On the other hand, password salts are of fixed size and their purpose is to make every password effectively unique. A simplification is that if two people have the passwords password but different salts, one password might be hashed as if it were passwordxSFsz8sl while the other is hashed as if it was passwordRsRb58yd. Without this protection, an attacker could (for instance) hash the 100,000 most common passwords and compare them to all of the hashes in your database. With salts, an attacker can't share this work between users in the database; to try those same 100,000 passwords, s/he must compute all 100,000 for every user in the database.

A much closer analogue of password salts is an initialization vector (or IV), used in encryption. Their purpose is very similar; they ensure that each instance of a cipher will encrypt the plaintexts differently so that even two identical plaintexts will encrypt to a unique ciphertext.

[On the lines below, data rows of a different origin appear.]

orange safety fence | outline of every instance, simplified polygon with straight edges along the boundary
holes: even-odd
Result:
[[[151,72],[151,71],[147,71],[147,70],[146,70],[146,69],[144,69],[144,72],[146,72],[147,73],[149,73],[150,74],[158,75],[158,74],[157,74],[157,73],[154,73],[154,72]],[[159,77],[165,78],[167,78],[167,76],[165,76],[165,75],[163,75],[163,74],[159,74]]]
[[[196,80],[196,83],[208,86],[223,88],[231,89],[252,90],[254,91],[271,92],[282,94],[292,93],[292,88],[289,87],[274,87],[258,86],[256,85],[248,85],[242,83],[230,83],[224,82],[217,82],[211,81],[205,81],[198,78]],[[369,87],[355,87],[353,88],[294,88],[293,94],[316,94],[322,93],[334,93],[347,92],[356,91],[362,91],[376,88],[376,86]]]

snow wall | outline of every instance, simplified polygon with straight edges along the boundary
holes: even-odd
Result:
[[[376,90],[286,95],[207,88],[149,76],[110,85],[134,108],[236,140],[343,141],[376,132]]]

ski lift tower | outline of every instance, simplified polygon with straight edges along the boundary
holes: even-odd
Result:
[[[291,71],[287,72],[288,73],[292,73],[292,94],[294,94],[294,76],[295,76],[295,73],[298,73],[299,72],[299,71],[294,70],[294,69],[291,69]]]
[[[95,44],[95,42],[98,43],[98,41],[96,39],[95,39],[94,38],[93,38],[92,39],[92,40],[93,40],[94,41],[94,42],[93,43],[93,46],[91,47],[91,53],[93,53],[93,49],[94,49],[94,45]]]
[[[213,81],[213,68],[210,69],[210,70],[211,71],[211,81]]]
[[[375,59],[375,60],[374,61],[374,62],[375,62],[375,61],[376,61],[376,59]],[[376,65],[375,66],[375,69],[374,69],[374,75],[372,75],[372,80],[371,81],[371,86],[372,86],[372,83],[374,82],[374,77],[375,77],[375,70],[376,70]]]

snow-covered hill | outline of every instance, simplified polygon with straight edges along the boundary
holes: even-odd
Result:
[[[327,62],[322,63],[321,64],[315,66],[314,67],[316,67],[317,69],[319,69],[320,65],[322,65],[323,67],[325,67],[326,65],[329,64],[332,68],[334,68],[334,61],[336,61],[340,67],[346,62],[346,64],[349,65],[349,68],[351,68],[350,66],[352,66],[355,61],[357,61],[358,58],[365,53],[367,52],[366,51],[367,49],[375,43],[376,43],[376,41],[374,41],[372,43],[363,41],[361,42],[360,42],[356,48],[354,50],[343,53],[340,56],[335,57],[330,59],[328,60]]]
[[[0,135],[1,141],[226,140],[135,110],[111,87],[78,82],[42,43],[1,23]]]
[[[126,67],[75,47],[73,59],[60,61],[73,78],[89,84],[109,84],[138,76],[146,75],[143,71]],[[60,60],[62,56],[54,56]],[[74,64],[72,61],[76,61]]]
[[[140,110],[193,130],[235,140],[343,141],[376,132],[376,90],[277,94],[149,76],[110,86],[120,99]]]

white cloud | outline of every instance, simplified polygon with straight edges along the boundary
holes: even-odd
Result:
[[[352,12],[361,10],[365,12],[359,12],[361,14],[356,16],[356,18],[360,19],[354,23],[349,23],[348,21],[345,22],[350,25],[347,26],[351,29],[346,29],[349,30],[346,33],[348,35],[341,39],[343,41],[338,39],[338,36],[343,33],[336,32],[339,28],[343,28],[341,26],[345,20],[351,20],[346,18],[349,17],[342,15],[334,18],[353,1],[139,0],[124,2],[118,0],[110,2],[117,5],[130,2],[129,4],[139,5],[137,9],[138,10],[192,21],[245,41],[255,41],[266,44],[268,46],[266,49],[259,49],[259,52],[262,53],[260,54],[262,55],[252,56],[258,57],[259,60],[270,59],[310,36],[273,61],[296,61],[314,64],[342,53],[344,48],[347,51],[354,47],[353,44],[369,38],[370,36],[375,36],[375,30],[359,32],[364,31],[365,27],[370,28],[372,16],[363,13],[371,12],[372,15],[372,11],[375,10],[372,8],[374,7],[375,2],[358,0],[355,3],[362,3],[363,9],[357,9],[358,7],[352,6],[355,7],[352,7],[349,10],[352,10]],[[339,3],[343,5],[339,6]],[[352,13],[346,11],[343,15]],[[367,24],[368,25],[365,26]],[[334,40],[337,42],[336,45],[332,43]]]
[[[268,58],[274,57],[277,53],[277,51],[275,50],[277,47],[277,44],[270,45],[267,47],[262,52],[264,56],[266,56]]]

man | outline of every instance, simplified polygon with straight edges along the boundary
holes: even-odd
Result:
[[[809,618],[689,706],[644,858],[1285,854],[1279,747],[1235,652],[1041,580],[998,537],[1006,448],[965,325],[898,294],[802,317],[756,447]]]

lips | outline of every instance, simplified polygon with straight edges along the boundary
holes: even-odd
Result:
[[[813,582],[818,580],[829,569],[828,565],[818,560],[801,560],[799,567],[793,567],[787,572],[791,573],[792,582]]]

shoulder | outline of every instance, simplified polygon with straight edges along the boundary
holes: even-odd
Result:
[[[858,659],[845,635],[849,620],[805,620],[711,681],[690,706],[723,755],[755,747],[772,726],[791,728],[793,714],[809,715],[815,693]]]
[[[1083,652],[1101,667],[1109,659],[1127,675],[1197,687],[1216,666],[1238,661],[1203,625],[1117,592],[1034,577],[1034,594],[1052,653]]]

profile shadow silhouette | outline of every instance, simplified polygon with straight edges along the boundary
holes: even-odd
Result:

The salt isn't key, it wasn't a secret. In the original UNIX password encryption a 12 bit number derived from rand() calls was used to transpose the first 12 and the third 12 entries in a copy of the DES algorithm's E Permutation table.

The salt was store in the password field of the password file, the trailing two characters, each one of a set of 64 printable characters.

The DES algorithm used the password as key starting with a plaintext of all '0's and encrypting data block value for 25 DES repetitions. The 64 bit result block was stored as 11 characters of the same 64 character set, followed by the two salt characters as the password field entry.

The 25 repetitions were to increase the computational workload for software password attacks. Modifying the E Permutation prevents the use of existing silicon (hardware) DES implementations in password attacks.

The idea is that reproducing the hash stored in the password file would require brute force or the original password.

Eventually due to Moore's law speeding up processors and faster software implementations readable password hashes were first hidden by shadow password files then eventually other 'harder' algorithms became commonly used.